Commercial real estate valuation presents a unique challenge compared to residential real estate. Not only is it difficult to value, but there are also several methods professionals use to determine commercial property value. An accurate property value is crucial for identifying overlooked deals and avoiding overpriced investments. In this article, we will explore the different factors affecting commercial property value and provide you with six ways to determine the value of commercial real estate.
Why Commercial Real Estate Valuation Matters
Determining the fair market value of commercial property is essential for both investors and lenders. For investors, commercial property value helps determine the purchase price of real estate, evaluate potential value-add opportunities, and assess its fit in a real estate portfolio. Lenders, on the other hand, use property valuation to determine the borrower's down payment, mortgage length, and other loan terms and conditions.
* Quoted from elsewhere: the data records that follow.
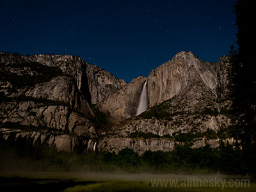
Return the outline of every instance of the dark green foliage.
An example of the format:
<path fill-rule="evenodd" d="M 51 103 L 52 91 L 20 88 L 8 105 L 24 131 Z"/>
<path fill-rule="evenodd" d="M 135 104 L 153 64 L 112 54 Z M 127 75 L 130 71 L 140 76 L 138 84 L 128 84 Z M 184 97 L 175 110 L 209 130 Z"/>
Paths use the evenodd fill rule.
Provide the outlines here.
<path fill-rule="evenodd" d="M 49 67 L 36 62 L 21 63 L 12 66 L 13 68 L 23 68 L 29 67 L 32 71 L 38 74 L 30 76 L 18 76 L 14 74 L 7 74 L 0 72 L 0 79 L 3 81 L 9 81 L 14 88 L 19 88 L 26 86 L 32 86 L 36 83 L 47 82 L 53 77 L 63 76 L 61 70 L 57 67 Z"/>
<path fill-rule="evenodd" d="M 0 169 L 54 172 L 125 172 L 128 173 L 243 173 L 245 161 L 242 151 L 232 146 L 220 148 L 209 145 L 191 148 L 177 147 L 172 152 L 146 151 L 141 156 L 128 148 L 118 154 L 111 152 L 65 152 L 49 148 L 40 139 L 18 137 L 11 133 L 6 140 L 0 134 Z"/>
<path fill-rule="evenodd" d="M 243 147 L 246 173 L 256 174 L 256 12 L 253 1 L 238 0 L 234 7 L 238 51 L 232 47 L 229 80 L 232 136 Z M 239 146 L 240 145 L 240 146 Z"/>
<path fill-rule="evenodd" d="M 115 163 L 123 170 L 137 172 L 136 168 L 140 164 L 140 156 L 132 149 L 125 148 L 118 152 Z"/>

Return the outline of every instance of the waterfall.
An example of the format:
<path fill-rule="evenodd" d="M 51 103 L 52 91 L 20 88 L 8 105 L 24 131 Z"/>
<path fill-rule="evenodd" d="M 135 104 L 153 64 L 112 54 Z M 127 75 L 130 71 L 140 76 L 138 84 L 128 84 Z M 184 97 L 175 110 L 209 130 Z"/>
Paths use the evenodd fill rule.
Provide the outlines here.
<path fill-rule="evenodd" d="M 97 142 L 95 142 L 95 143 L 94 143 L 94 145 L 93 145 L 93 151 L 95 151 L 95 149 L 96 149 L 96 144 L 97 144 Z"/>
<path fill-rule="evenodd" d="M 137 109 L 136 115 L 139 115 L 141 113 L 143 113 L 148 108 L 148 99 L 147 97 L 147 82 L 144 83 L 143 88 L 142 88 L 141 93 L 140 96 L 139 106 Z"/>

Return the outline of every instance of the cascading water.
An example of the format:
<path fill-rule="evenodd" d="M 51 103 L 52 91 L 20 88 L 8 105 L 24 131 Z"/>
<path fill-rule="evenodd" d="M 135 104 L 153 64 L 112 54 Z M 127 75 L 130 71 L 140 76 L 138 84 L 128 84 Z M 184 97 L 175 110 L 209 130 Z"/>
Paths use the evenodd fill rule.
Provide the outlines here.
<path fill-rule="evenodd" d="M 137 109 L 136 115 L 139 115 L 143 113 L 148 109 L 148 99 L 147 97 L 147 83 L 148 80 L 144 83 L 143 88 L 142 88 L 141 93 L 140 96 L 139 106 Z"/>

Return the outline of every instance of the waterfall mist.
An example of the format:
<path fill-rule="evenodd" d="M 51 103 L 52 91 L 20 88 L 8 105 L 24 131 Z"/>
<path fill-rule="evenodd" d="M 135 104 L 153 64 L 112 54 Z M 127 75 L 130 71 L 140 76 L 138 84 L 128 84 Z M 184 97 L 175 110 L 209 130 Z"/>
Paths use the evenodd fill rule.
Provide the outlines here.
<path fill-rule="evenodd" d="M 146 111 L 148 108 L 148 100 L 147 97 L 147 83 L 148 80 L 144 83 L 143 88 L 142 88 L 141 93 L 140 96 L 139 106 L 137 109 L 136 115 L 139 115 L 141 113 Z"/>

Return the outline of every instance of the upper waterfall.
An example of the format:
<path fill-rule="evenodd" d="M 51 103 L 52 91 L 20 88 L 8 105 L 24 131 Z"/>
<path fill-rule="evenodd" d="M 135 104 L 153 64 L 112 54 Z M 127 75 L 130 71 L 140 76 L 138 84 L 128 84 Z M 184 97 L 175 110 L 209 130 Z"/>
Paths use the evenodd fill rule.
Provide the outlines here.
<path fill-rule="evenodd" d="M 142 88 L 141 93 L 140 96 L 139 106 L 137 109 L 136 115 L 139 115 L 143 113 L 148 109 L 148 99 L 147 95 L 147 83 L 148 80 L 144 83 L 143 88 Z"/>

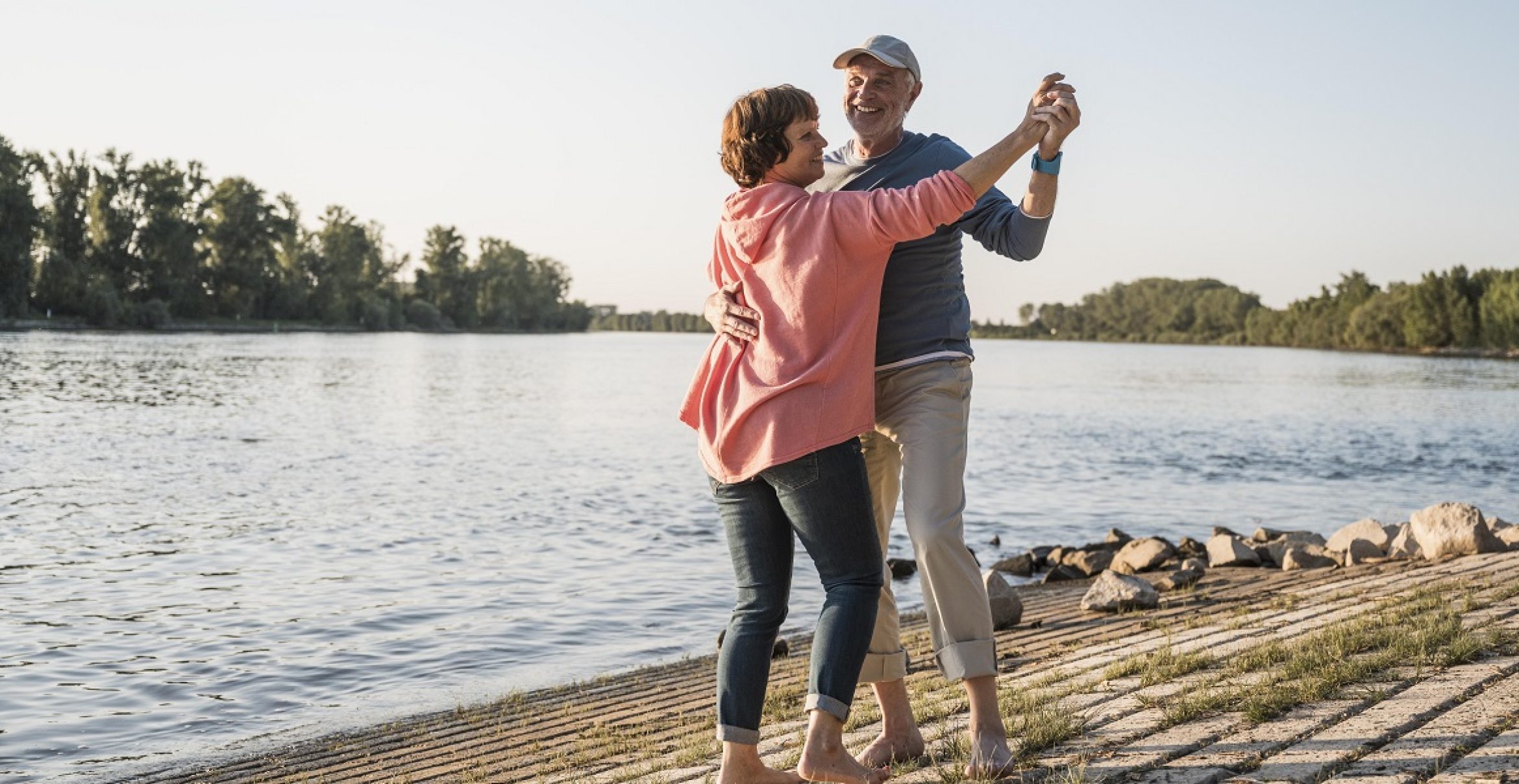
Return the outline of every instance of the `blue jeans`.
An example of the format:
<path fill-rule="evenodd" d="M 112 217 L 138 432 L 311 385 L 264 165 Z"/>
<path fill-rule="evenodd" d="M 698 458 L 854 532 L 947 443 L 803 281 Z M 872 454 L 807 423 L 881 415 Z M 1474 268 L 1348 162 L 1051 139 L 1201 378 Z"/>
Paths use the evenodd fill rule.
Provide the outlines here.
<path fill-rule="evenodd" d="M 848 719 L 881 593 L 881 544 L 860 439 L 744 482 L 709 482 L 738 583 L 738 602 L 717 655 L 718 740 L 760 743 L 770 650 L 791 594 L 793 532 L 813 556 L 825 591 L 813 634 L 807 710 Z"/>

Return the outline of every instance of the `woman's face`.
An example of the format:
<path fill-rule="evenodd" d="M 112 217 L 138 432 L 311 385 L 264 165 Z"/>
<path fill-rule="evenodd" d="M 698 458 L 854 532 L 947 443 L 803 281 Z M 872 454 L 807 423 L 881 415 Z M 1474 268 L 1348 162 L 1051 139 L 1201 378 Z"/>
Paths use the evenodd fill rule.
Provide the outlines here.
<path fill-rule="evenodd" d="M 805 188 L 823 176 L 823 150 L 828 140 L 817 132 L 817 120 L 796 120 L 785 126 L 785 140 L 791 153 L 766 172 L 769 182 L 790 182 Z"/>

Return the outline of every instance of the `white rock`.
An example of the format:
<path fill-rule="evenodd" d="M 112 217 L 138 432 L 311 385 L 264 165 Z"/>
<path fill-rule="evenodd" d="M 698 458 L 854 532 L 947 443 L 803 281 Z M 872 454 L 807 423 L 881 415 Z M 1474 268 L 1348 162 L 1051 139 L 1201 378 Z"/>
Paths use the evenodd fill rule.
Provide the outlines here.
<path fill-rule="evenodd" d="M 1110 550 L 1077 550 L 1065 559 L 1065 565 L 1082 570 L 1088 577 L 1095 577 L 1112 562 L 1113 553 Z"/>
<path fill-rule="evenodd" d="M 1346 547 L 1344 550 L 1344 565 L 1347 567 L 1370 564 L 1372 561 L 1379 561 L 1382 558 L 1387 558 L 1387 553 L 1367 539 L 1350 539 L 1350 547 Z"/>
<path fill-rule="evenodd" d="M 1209 567 L 1258 567 L 1261 556 L 1233 533 L 1215 533 L 1208 539 Z"/>
<path fill-rule="evenodd" d="M 1113 556 L 1113 564 L 1123 564 L 1130 571 L 1150 571 L 1173 556 L 1176 556 L 1176 547 L 1171 547 L 1171 542 L 1145 536 L 1126 542 Z"/>
<path fill-rule="evenodd" d="M 1282 571 L 1296 571 L 1300 568 L 1334 568 L 1337 565 L 1340 564 L 1329 558 L 1329 552 L 1317 544 L 1296 542 L 1282 552 Z"/>
<path fill-rule="evenodd" d="M 1393 541 L 1381 523 L 1364 518 L 1334 532 L 1334 536 L 1329 536 L 1329 542 L 1325 547 L 1343 553 L 1350 548 L 1350 542 L 1355 539 L 1366 539 L 1375 544 L 1382 553 L 1387 553 L 1387 545 Z"/>
<path fill-rule="evenodd" d="M 1397 526 L 1397 535 L 1393 536 L 1393 542 L 1387 545 L 1387 558 L 1419 558 L 1423 550 L 1419 548 L 1419 539 L 1414 538 L 1414 529 L 1408 523 Z"/>
<path fill-rule="evenodd" d="M 1161 603 L 1161 593 L 1142 577 L 1130 577 L 1107 570 L 1082 597 L 1082 609 L 1118 612 L 1121 609 L 1150 609 Z"/>
<path fill-rule="evenodd" d="M 1024 603 L 1018 599 L 1013 586 L 1007 585 L 1007 580 L 995 568 L 983 571 L 981 582 L 986 583 L 986 599 L 992 605 L 992 628 L 1012 629 L 1018 626 L 1024 617 Z"/>
<path fill-rule="evenodd" d="M 1501 553 L 1508 548 L 1469 503 L 1437 503 L 1414 512 L 1408 526 L 1429 561 L 1448 555 Z"/>

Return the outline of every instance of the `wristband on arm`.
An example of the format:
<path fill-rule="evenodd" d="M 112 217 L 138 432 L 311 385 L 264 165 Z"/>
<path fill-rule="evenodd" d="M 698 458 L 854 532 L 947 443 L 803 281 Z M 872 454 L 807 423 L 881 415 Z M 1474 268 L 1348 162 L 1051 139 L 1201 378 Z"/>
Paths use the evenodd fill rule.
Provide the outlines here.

Factors Affecting the Value of Commercial Property
The value of a commercial property is determined by four essential factors: desire, utility, scarcity, and effective purchasing power. These factors must complement each other for a property to have value. For example, a type of commercial property may be scarce, but if it doesn't fulfill the buyer's needs, it will have minimum value.
6 Ways to Determine Value of Commercial Real Estate
Compared to residential properties, valuing commercial real estate can be more complex. Here are six methods commonly used to determine the value of commercial property:
1. Sales Comparison Approach
Also known as "pulling comps" or the "market approach," the sales comparison approach relies on recent sales of similar properties in the same market or submarket.
2. Cost Approach
The cost approach is used for special use properties or when sales comparables are difficult to find. It determines the value by considering the cost of building the property from the ground up, including the land's value, materials, and construction costs.
3. Income Capitalization Approach
The income capitalization method uses the net operating income (NOI) a property generates to determine its value. It compares the property's income to similar properties in the market.
4. Cost per Rentable Square Foot
This method subtracts the rentable square footage from the total square footage of a property and compares the cost per rentable square foot to the average lease cost. It helps project potential gross rental income.
5. Cost per Door
The cost per door method compares the value of one apartment building to another based on the number of units. It is a quick and easy way to compare properties.
6. Value per Gross Rent Multiplier
The gross rent multiplier (GRM) is a simple way to compare different properties. It is calculated by dividing the property purchase price by the gross annual rent. A lower GRM indicates more potential for a commercial property.
Essential CRE Valuation Terms
Before determining the value of a commercial property, it is important to understand some key terms:
- Price per square foot: Calculated by dividing the property asking price by the square footage, but it doesn't consider factors such as rental income or building condition.
- Net operating income (NOI): The property's annual income after subtracting operating expenses, excluding debt service.
- Cap rate: The annual net operating income (NOI) divided by the property value, used to forecast the potential rate of return.
- Debt service: Repayment of principal and interest on the mortgage used to purchase the property.
- Gross rent: The total income generated by a commercial property, including rent payments and other income streams.
- Value: The estimated worth or selling price of a property based on its income stream or other valuation methods.
Determining the value of commercial property is a blend of art and science. Experienced investors combine data with their business acumen to locate and value the best commercial real estate deals. By understanding the factors affecting value and using various valuation methods, you can make informed investment decisions.